El paisaje de la libertad

Aquel pintor de brocha gorda de cuarenta años, llegó a su casa, dejó el abrigo, la bufanda y el petate colgados en el perchero del recibidor, y se fue directo al sillón de la salita. Eran las diez de la noche. Se llamaba Manolo. Sin encender la luz, se dejó caer en aquel asiento acolchado, recostó su cabeza sobre el cojín desgastado que tenía justo detrás del cuello y cerró los ojos por unos segundos. Aún no sabía que aquel día comenzaría, por fin, a vivir. A ser libre.

      Tras un largo bostezo que pareció el aullido de un lobo, estiró el brazo para darle un manotazo al interruptor. Tras recostarse de nuevo en el sillón, mientras que la luz de aquella habitación tintineaba y ganaba textura con temor, simulando el amanecer, Manolo cogió el cuaderno y el estuche con lápices que tenía en la mesa camilla que había heredado de su abuela. Como cada noche de invierno, se tapó con una manta de croché y empezó a completar el boceto de un paisaje que nunca daba por acabado. La habitación terminó de iluminarse por completo.

Después de trabajar como un negro durante doce horas —su especialidad era pintar oficinas de blanco roto— aquel dibujo era la única luz que le quedaba en su asfixiante vida. Era una llama muy pequeña. Casi imperceptible. Pero poderosa. Sin quitarse el mono de trabajo, que parecía un lienzo con los primeros trazos de un cuadro impresionista y con algún que otro agujero provocado por el disolvente, todas las noches se dedicaba durante al menos media hora a perfilar las tonalidades de azul del río de su dibujo. Y pintaba de verde las ramas de los árboles. Y hacía malabares con las gamas de marrón en los troncos y en las laderas de las montañas. Cuando se cansaba de pintar, engullía tres cervezas, una tras otra, en apenas cinco minutos, y, más contento que cuando empezó el día, acababa babeando sobre la almohada de su cama.

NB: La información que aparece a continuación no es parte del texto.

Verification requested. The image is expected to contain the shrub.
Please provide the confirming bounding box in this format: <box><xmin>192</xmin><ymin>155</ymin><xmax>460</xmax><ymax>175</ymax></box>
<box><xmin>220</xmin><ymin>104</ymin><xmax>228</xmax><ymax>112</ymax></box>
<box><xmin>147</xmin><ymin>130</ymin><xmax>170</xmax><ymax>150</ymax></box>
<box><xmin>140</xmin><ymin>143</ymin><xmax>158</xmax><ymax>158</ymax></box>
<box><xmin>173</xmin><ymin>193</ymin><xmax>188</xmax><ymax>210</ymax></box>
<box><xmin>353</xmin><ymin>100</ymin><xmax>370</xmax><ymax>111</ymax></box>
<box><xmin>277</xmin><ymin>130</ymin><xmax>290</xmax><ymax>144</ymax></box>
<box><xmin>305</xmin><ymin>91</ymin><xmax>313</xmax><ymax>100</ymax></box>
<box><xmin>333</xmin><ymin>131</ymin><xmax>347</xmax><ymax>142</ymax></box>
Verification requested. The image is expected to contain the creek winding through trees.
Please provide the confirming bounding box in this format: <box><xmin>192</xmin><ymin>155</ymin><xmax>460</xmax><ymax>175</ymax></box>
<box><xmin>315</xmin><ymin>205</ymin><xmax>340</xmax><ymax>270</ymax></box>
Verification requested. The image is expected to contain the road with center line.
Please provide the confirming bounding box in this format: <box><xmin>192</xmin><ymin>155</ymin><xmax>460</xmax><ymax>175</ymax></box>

Manolo no tenía esposa. Tampoco hijos ni perro. Pero debía pagar la hipoteca que le habían dejado en herencia sus padres. Por eso, de lunes a sábado, se levantaba a las seis de la mañana cuando sonaba el teléfono negro que tenía en la mesita de noche, al lado de una foto suya vestido de comunión que había colocado allí su madre, que en paz descanse. Sentado en la cama, con los ojos sellados aún por las legañas, escuchaba cuál era el encargo del supervisor, un hombre testarudo, grotesco y con una panza enorme que dirigía con vara de hierro un negocio de pintura a domicilio que no era suyo. Se llamaba Adolfo. Pero aquella noche el teléfono sonó antes de tiempo, cuando aquel pintor miraba por última vez su paisaje.

—Manolo, ¿qué haces?

—¿Ya son las seis de la mañana, don Adolfo?

—No, borrachín. Tenemos curro. Te quiero entero en el Ministerio de la calle Bailén en una hora, a las once y media en punto, ¿entendido? Mañana va el gobernador a inaugurar unas nuevas oficinas y el pintor que iba a trabajar toda la noche nos ha dejado tirado. Deja de beber cervezas, holgazán.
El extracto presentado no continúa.